As yours truly has repeatedly argued (here here here) on this blog, RCTs usually do not provide evidence that their results are exportable to other target systems. The almost religious belief with which its propagators portray it, cannot hide the fact that RCTs cannot be taken for granted to give generalizable results. That something works somewhere is no warranty for it to work for us or even that it works generally.
In an extremely interesting article on the grand claims to external validity often raised by advocates of RCTs, Lant Pritchett and Justin Sandefur now confirm this view and show that using an RCT is not at all the “gold standard” it is portrayed as:
Our point here is not to argue against any well-founded generalization of research findings, nor against the use of experimental methods. Both are central pillars of scientific research. As a means of quantifying the impact of a given development project, or measuring the underlying causal parameter of a clearly-specified economic model, field experiments provide unquestioned advantages over observational studies.
But the popularity of RCTs in development economics stems largely from the claim that they provide a guide to making “evidence-based” policy decisions. In the vast majority of cases, policy recommendations based on experimental results hinge not only on the interior validity of the treatment effect estimates, but also on their external validity across contexts.

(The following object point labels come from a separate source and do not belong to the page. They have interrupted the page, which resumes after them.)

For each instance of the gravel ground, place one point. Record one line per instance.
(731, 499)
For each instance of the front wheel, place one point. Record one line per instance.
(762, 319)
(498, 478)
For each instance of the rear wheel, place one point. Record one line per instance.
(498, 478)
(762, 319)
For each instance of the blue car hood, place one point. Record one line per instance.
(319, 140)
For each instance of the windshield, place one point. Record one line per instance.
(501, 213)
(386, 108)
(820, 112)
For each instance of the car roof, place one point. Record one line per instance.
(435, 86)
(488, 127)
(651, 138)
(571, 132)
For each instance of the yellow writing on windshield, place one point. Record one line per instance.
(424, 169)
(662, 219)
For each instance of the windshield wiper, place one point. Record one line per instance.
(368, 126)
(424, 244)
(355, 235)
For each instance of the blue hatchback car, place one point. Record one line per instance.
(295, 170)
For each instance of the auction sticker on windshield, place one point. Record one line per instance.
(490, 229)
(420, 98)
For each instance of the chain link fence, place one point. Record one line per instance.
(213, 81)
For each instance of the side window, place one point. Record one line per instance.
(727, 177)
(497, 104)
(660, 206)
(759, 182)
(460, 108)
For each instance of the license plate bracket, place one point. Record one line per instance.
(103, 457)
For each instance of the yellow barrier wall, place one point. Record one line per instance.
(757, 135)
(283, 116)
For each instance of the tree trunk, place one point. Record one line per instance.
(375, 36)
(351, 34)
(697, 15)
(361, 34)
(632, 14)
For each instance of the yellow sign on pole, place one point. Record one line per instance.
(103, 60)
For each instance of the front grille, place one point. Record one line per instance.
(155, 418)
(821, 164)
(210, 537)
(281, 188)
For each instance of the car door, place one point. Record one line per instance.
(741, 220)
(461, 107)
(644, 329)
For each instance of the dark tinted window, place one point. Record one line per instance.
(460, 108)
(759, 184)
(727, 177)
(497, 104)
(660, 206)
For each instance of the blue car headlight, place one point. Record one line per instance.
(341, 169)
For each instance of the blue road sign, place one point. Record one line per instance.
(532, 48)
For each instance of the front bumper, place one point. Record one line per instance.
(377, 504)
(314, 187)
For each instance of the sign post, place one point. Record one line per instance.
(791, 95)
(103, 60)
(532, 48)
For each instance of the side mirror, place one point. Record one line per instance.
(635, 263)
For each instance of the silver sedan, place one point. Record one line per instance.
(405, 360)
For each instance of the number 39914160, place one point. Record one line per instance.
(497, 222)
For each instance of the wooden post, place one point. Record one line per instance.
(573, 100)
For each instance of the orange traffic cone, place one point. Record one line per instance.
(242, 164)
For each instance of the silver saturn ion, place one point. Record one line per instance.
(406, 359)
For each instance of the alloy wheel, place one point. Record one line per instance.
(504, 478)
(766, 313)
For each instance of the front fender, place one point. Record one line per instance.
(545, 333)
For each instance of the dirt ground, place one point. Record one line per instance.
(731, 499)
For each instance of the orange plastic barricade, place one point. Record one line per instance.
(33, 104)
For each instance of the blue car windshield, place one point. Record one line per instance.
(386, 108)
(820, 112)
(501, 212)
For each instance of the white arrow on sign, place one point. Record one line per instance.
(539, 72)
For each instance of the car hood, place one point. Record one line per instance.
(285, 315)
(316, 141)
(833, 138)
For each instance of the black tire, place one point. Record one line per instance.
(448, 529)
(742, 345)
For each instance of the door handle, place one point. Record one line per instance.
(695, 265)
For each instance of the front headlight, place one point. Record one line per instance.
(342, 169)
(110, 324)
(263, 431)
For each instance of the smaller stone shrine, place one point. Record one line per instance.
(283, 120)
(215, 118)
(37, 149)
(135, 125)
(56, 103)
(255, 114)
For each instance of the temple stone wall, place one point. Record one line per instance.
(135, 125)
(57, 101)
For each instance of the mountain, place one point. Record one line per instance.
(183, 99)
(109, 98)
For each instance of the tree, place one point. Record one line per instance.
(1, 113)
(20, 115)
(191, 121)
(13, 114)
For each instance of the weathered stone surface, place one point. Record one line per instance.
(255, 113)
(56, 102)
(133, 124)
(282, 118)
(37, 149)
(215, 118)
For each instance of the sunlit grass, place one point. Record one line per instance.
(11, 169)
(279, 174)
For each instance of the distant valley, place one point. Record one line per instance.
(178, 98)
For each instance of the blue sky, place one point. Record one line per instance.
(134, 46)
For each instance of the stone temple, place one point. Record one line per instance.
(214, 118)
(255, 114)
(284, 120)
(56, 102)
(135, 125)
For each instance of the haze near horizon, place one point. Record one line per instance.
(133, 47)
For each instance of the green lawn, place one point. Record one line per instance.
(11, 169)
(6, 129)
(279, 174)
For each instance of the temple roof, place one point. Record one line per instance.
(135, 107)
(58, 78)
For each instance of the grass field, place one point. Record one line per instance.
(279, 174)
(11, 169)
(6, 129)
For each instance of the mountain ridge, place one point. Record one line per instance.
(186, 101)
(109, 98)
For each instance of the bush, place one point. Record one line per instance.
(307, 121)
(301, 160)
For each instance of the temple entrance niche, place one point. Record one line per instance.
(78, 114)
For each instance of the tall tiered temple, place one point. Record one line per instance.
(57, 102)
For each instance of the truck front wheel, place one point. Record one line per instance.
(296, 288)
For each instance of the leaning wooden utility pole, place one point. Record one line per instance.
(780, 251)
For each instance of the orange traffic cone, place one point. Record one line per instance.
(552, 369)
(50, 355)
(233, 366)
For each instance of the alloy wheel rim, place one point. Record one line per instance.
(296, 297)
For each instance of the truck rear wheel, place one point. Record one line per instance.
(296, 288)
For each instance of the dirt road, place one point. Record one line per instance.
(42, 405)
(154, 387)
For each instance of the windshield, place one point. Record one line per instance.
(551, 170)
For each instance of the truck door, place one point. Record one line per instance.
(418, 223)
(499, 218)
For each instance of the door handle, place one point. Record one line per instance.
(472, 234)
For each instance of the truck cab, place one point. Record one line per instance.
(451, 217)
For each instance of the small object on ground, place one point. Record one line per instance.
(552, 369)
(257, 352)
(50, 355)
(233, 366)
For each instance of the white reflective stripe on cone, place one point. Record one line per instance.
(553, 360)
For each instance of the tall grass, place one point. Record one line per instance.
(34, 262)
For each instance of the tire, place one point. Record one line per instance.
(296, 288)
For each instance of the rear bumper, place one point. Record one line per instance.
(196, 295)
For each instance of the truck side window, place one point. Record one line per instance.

Inasmuch as development economics is a worthwhile, independent field of study – rather than a purely parasitic form of regional studies, applying the lessons of rich-country economies to poorer settings – its central conceit is that development is different. The economic, social, and institutional systems of poor countries operate differently than in rich countries in ways that are sufficiently fundamental to require different models and different data.
It is difficult if not impossible to adjudicate the external validity of an individual eperimental result in isolation. But experimental results do not exist in a vacuum. On many development policy questions, the literature as a whole — i. e., the combination of experimental and non-experimental results across multiple contexts — collectively invalidate any claim of external validity for any individual experimental result.